Histoires plastiques d'Isabelle Sarfati chez Stock

Histoires plastiques m'a prodigieusement épatée. Parce que l'auteure y parle vrai de vrai et n'élude rien des succès comme des loupés de la chirurgie esthétique.

A croire Isabelle Sarfati, la chirurgie esthétique est une forme de maintenance, un recours à la liberté contre la génétique, le temps qui passe.

Elle va plus loin : en énumérant toutes les interventions qu'elle a subi (le mot n'est pas trop fort) elle avoue une dépendance à l'égard de cette pratique qui est devenue son hygiène de vie, dit-elle.

Car vivre ce que traversent ses patientes c'est bien, se l'infliger c'est autre chose... Cette femme semble répéter à l'envi, tout en craignant -avec sagesse- l'opération qui serait de trop.

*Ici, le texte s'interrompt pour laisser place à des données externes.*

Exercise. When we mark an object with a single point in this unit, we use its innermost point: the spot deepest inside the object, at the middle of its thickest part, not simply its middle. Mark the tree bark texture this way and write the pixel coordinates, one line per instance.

Isabelle Sarfati est chirurgienne plastique. Elle opère des femmes et des hommes, des jeunes et des vieux, des moches et des beaux. Se succèdent dans son cabinet une nudiste furieuse de sa reconstruction mammaire, un joueur de poker professionnel qui a choisi d’avoir quatre testicules pour lui porter chance, une femme qui ne veut plus de seins, une autre qui en veut davantage et plus de fesses aussi pendant qu’on y est… À chacun, la professionnelle tente de répondre, pas forcément avec un bistouri. Elle n’élude rien des ratages, douleurs, outrances de son sulfureux métier mais relate surtout des histoires de transformation, de réparation, de réconciliation personnelle, drôles, tragiques, humaines.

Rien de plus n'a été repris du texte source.